House Speaker Mike Johnson, left, and National Republican Congressional Committee Chair Richard Hudson walk down the Capitol steps on Nov. 12, 2024.
Rattled Republicans, including Trump, falsely claim the town halls are being filled with paid protesters—an effort to spin the backlash to their agenda as artificial.
"There are people who do this as a profession, they're professional protesters," House Speaker Mike Johnson said after the meeting, according to Politico, adding that he thinks Hudson’s directive to stop in-person town halls is “wise.”
After the news broke, Democrats slammed their GOP counterparts’ fragility, and said that they will show up to the districts where Republicans are avoiding their voters.
"That’s a shame,” Minnesota Gov. Tim Walz wrote on X, regarding Hudson’s call for Republicans to cease in-person town halls. “If your Republican representative won’t meet with you because their agenda is so unpopular, maybe a Democrat will. Hell, maybe I will. If your congressman refuses to meet, I’ll come host an event in their district to help local Democrats beat ‘em."
Democratic Rep. Jerry Nadler of New York basically called Republicans cowards.
“If you are going to vote to rip health care and food away from tens of millions of Americans, at least have the courage to face them,” Nadler wrote in a post on X.
Democratic Rep.

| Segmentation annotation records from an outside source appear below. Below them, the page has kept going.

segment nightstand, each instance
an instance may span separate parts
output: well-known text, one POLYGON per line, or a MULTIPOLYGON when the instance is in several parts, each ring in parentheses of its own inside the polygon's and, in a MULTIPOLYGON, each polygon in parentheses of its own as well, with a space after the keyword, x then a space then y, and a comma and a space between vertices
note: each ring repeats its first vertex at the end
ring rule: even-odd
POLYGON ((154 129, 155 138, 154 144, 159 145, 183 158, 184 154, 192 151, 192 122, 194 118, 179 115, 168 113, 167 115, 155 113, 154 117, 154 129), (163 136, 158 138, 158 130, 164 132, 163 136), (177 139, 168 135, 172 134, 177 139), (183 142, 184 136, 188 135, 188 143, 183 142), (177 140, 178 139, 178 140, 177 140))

Ro Khanna of California wrote in a Thursday op-ed in The American Prospect that he will travel the country to host town halls in districts Republicans won in 2024.
"Starting March 24th, I will be going to three red districts in California to speak out against DOGE’s mass firings and the Republicans’ Medicaid cuts,” Khanna wrote. “This is a moment for progressives to speak directly to people across the country, especially in places that have been hollowed out by the offshoring of jobs and failed policies that have put billionaires over the working class."
In past midterm election cycles, raucous town halls were the first sign that the party in power was in trouble.
Demonstrators are arrested during a protest against Elon Musk outside of a Tesla showroom on March 01, 2025, in New York City.
In 2009, Democrats faced down angry Republican voters at town halls before they were decimated in the 2010 midterm elections. And in 2018, Republicans faced angry voters after they tried to repeal the Affordable Care Act and rip health care coverage and preexisting-conditions protections away from millions of Americans.
Ultimately, polling shows that the current Republican agenda is unpopular. Large majorities of voters do not support cutting Medicaid and food stamps, nor do they support Musk’s cuts to federal funding of medical research.
Republicans can avoid their constituents all they want, but pretending like a problem doesn’t exist won’t make it go away.
“Take it from this 2010 [Democratic Congressional Campaign Committee] survivor: convincing yourself that the town hall people are all plants of your opposition feels good in the moment but the hangovers are brutal,” John Hagner, a Democratic strategist who worked on Democratic House campaigns in the brutal 2010 midterm elections, wrote in a post on X.